Does ShipBob or ShipMonk require a long-term contract? Neither ShipBob nor ShipMonk publishes its contract terms outright. Both are quote-based, and the specifics come back with the proposal. Each has a monthly minimum structure rather than a fixed multi-year contract term, but exact notice periods and termination clauses vary by account size. Simpl Fulfillment does not require a long-term contract. Billing is month-to-month against a $750 per month pay-the-difference floor.
How does ShipBob handle returns? ShipBob processes returns inside its platform. Inbound return shipments land at a fulfillment center, are inspected and restocked or disposed of per your rules, and the return status is reflected in your dashboard. ShipMonk handles returns similarly through its proprietary warehouse-management system. Simpl Fulfillment gives every client a branded returns portal so customers see your branding throughout the return process. All three charge for return processing as part of the quote.
Do ShipBob and ShipMonk integrate with Shopify? Yes. Both ShipBob and ShipMonk have native Shopify integrations that sync orders, inventory levels, and tracking updates automatically. ShipBob supports Shopify Plus for enterprise stores. ShipMonk's Shopify connector runs through its proprietary warehouse-management system and includes order routing across its 12 fulfillment centers. Simpl Fulfillment is Shopify-native and also supports Shopify Plus, with inventory reflected in real time in your Shopify admin.
What is the main pricing difference between ShipBob and ShipMonk? The core model is similar. Both quote per account rather than posting a published rate. ShipBob builds a custom quote from your SKU count, order profile, and how many nodes you stock, with fees spanning implementation, receiving, storage, and pick/pack/ship. ShipMonk frames its pricing around a monthly minimum derived from your pick volume, plus per-pick fees and storage tiers. To compare them fairly, request a quote from both on identical inputs and ask for the all-in per-order cost at your expected volume. If you want a published number without a sales call, Simpl starts at $7 per order.

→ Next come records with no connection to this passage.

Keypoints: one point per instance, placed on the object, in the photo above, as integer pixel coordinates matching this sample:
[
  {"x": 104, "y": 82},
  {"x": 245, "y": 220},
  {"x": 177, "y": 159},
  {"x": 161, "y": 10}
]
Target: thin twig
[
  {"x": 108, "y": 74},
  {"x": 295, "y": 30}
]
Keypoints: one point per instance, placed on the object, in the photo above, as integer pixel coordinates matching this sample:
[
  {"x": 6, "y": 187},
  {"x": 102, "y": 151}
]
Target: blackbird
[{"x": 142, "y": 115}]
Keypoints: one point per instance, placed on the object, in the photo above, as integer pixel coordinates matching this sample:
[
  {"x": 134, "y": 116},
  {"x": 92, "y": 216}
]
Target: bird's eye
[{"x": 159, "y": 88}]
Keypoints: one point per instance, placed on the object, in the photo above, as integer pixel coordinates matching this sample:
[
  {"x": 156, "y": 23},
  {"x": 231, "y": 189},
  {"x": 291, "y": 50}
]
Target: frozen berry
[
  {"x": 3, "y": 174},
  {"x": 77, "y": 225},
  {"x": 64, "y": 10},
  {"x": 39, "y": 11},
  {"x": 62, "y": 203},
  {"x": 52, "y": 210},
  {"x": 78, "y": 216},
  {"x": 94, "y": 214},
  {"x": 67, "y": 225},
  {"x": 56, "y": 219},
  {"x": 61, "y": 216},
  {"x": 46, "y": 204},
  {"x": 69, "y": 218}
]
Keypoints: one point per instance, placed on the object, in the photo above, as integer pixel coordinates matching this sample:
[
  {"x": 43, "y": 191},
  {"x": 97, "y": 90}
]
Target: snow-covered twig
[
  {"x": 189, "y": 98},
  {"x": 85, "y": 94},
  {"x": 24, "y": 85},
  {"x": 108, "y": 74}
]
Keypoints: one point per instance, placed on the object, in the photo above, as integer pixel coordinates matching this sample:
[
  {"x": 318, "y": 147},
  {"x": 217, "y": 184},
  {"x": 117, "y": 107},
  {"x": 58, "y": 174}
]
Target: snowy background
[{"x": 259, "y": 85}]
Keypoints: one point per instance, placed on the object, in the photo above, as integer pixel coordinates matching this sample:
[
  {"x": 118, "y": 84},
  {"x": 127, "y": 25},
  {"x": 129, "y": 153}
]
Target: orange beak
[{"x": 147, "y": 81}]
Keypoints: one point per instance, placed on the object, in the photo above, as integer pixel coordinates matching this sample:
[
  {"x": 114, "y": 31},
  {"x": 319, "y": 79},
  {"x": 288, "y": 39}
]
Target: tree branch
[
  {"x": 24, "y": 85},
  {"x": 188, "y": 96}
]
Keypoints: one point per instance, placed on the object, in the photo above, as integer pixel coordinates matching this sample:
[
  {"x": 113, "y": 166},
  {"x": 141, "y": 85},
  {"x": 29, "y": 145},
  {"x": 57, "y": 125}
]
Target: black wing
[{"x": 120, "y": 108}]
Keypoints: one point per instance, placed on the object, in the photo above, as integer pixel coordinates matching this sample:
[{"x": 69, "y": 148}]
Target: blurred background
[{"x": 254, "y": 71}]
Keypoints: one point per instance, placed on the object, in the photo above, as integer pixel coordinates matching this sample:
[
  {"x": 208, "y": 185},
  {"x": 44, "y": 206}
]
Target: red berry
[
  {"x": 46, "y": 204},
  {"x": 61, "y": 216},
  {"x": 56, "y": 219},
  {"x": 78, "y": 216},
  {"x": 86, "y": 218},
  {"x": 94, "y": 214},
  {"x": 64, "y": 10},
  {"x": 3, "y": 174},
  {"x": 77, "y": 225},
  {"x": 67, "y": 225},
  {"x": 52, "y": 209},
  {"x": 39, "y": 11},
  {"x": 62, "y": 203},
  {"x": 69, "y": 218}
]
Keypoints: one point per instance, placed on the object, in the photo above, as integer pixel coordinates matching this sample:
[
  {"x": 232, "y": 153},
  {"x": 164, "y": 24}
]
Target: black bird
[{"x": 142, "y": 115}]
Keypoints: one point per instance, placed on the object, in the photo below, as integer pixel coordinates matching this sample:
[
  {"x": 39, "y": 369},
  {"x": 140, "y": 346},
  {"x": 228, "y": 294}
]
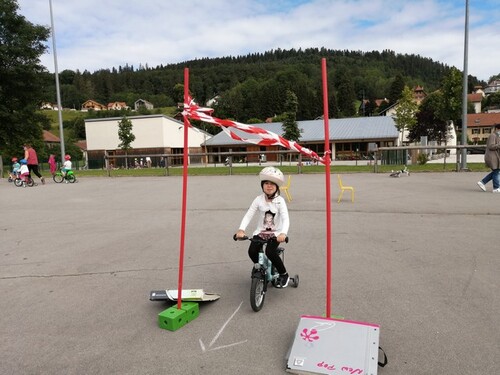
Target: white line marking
[{"x": 203, "y": 349}]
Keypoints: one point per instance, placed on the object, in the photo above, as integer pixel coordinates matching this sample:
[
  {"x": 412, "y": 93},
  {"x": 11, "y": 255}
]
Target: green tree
[
  {"x": 406, "y": 110},
  {"x": 126, "y": 136},
  {"x": 21, "y": 91},
  {"x": 430, "y": 121},
  {"x": 345, "y": 96},
  {"x": 452, "y": 96},
  {"x": 397, "y": 87},
  {"x": 290, "y": 126}
]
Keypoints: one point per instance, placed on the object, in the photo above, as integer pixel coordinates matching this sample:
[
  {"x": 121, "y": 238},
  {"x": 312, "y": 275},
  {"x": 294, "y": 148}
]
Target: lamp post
[
  {"x": 56, "y": 73},
  {"x": 463, "y": 164}
]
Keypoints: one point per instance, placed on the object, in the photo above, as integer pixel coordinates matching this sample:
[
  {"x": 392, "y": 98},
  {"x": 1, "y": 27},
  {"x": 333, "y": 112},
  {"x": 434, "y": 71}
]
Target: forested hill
[{"x": 253, "y": 86}]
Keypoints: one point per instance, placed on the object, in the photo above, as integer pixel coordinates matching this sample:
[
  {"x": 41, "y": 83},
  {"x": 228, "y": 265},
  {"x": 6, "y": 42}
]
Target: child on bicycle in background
[
  {"x": 24, "y": 172},
  {"x": 66, "y": 165},
  {"x": 273, "y": 221},
  {"x": 15, "y": 168}
]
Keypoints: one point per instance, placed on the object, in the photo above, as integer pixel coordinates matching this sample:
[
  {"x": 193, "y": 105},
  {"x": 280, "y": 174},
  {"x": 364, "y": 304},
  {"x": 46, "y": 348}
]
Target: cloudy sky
[{"x": 102, "y": 34}]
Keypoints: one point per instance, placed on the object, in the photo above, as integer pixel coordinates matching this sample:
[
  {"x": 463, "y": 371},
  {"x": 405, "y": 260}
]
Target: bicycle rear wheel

What are the main competitors to ShipBob? ShipBob's main competitors are other tech-forward 3PLs aimed at scaling DTC brands. The closest is ShipMonk, which runs a smaller owned network with deeper regulated-category handling. Founders also weigh ShipHero, Red Stag Fulfillment for heavy and oversized goods, and Amazon FBA for brands selling on that channel. For a brand shipping from a single inventory pool that wants a published rate instead of a custom quote, Simpl Fulfillment starts at $7 per order with a $750 per month pay-the-difference minimum and no long-term contract.